Haylift starts to save cattle stranded by blizzard in Colorado

Colorado launched a haylift Tuesday to try to save thousands of cattle stranded by 10-foot-(3-meter-)high snowdrifts left after back-to-back blizzards paralyzed life in the Rocky Mountain state.

Across four states, from Colorado to the Oklahoma Panhandle and Nebraska, utility crews struggled to restore electrical service to tens of thousands of homes. Grocery store shelves went bare, and plane crews searched highways and fields for stranded travelers, in some places using heat-sensing equipment to locate cattle.

Colorado National Guard troops and state workers planned to take groceries into snowbound areas with Humvees and drop hay bales into pastures.

The livestock situation was grave in Colorado as the state competed with Kansas to find enough helicopters capable of hauling hay bales that weigh up to 1,300 pounds (585 kilograms), said Department of Agriculture Executive Director Don Ament said. He said many of the state's National Guard cargo helicopters are deployed with Colorado units in Iraq.

Ament said an aerial survey on New Year's Day turned up 100 sites where cattle had gathered.

"These cattle have already gone a number of days without food and water. They're just going to lay over dead if we don't do something soon," Ament said.

A first flight of two small Huey helicopters took off Tuesday morning.

Pilots headed for herds mapped the previous day by spotter planes, said Capt. Robert Bell, a Guard spokesman. They had to deal with snow whipped up by their rotors, and searched for level, hard-packed spots to set down, but were more likely to be forced to simply drop the feed, he said.

What no one wants is a repeat of 1997, when a blizzard killed up to 30,000 farm animals, said Polly White of the Colorado Division of Emergency Management.

Ice and heavy snow also bent over electrical towers and downed hundreds of miles (kilometers) of power lines. At least 60,000 homes and businesses in western Kansas, more than 15,000 in Nebraska, and 6,000-plus in Colorado and Oklahoma were without electricity, and some utility officials warned it could take more than a week to restore.

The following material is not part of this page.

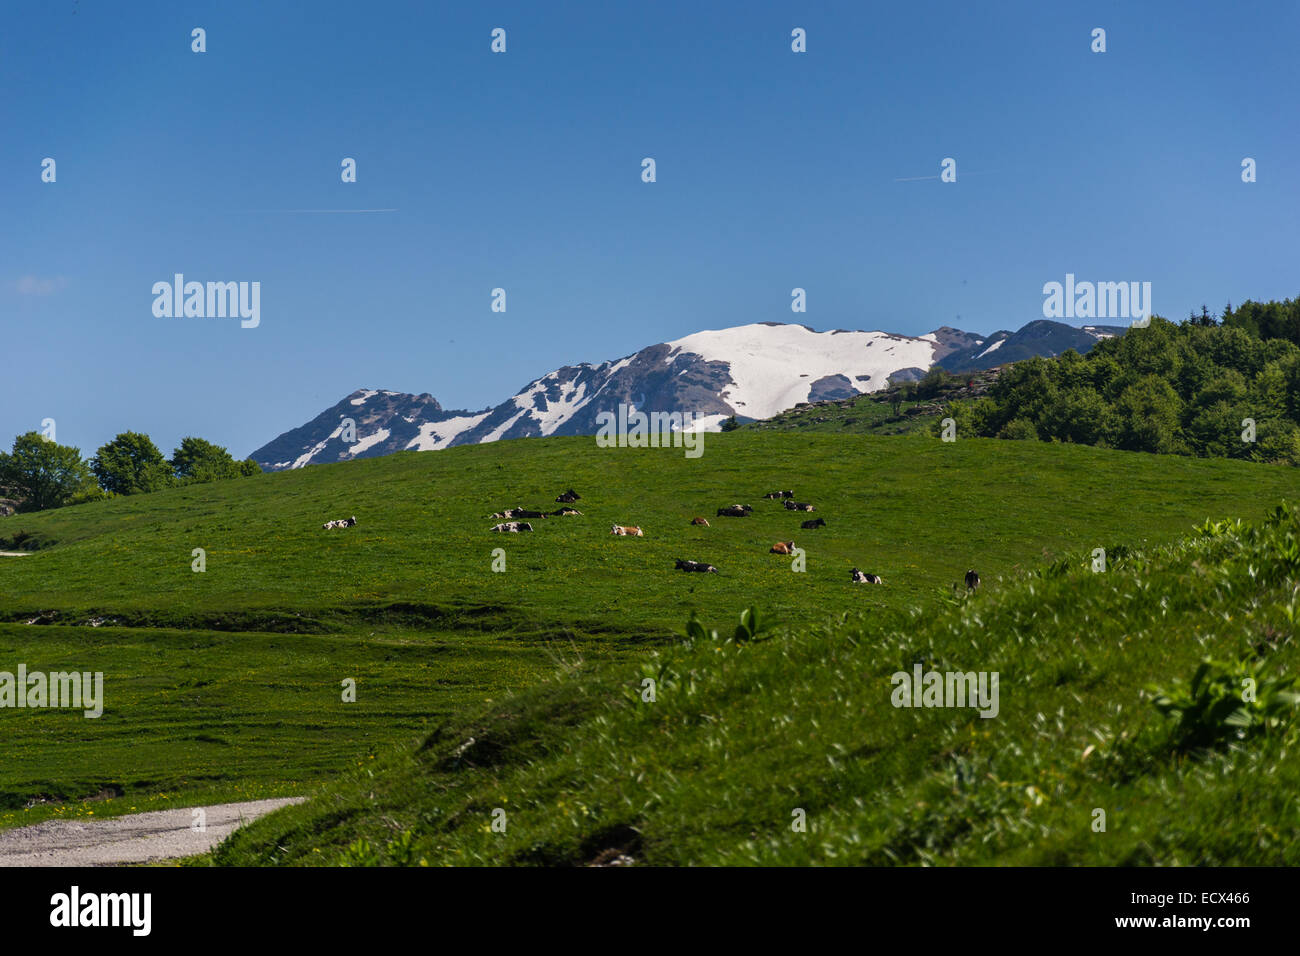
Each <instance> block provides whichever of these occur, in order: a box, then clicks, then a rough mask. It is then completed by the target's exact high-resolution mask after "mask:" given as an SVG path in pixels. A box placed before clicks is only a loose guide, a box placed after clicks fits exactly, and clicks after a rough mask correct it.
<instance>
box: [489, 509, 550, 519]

Every motel in the western Nebraska town of Kearney was full with people who had no electricity at their homes, said a spokeswoman at the Kearney Ramada Inn.

In Oklahoma's Panhandle, National Guard troops and local authorities were going door-to-door at farms and ranches in isolated areas Tuesday, checking on residents who had been snowed in and without power for four days.

The snowbound Kansas town of Sharon Springs still had no clear way in or out for its 835 residents on Monday, but at least they did not lose power, said Bill Hassett, manager of the town's power plant, reports AP.

Slightly warmer temperatures on Monday helped workers still trying to reopen the roads, said Kansas Department of Transportation spokesman Ron Kaufman.

The Colorado National Guard, which the governor activated twice in the span of a week because of the back-to-back blizzards, helped carry emergency supplies such as medicine and baby formula to isolated homes.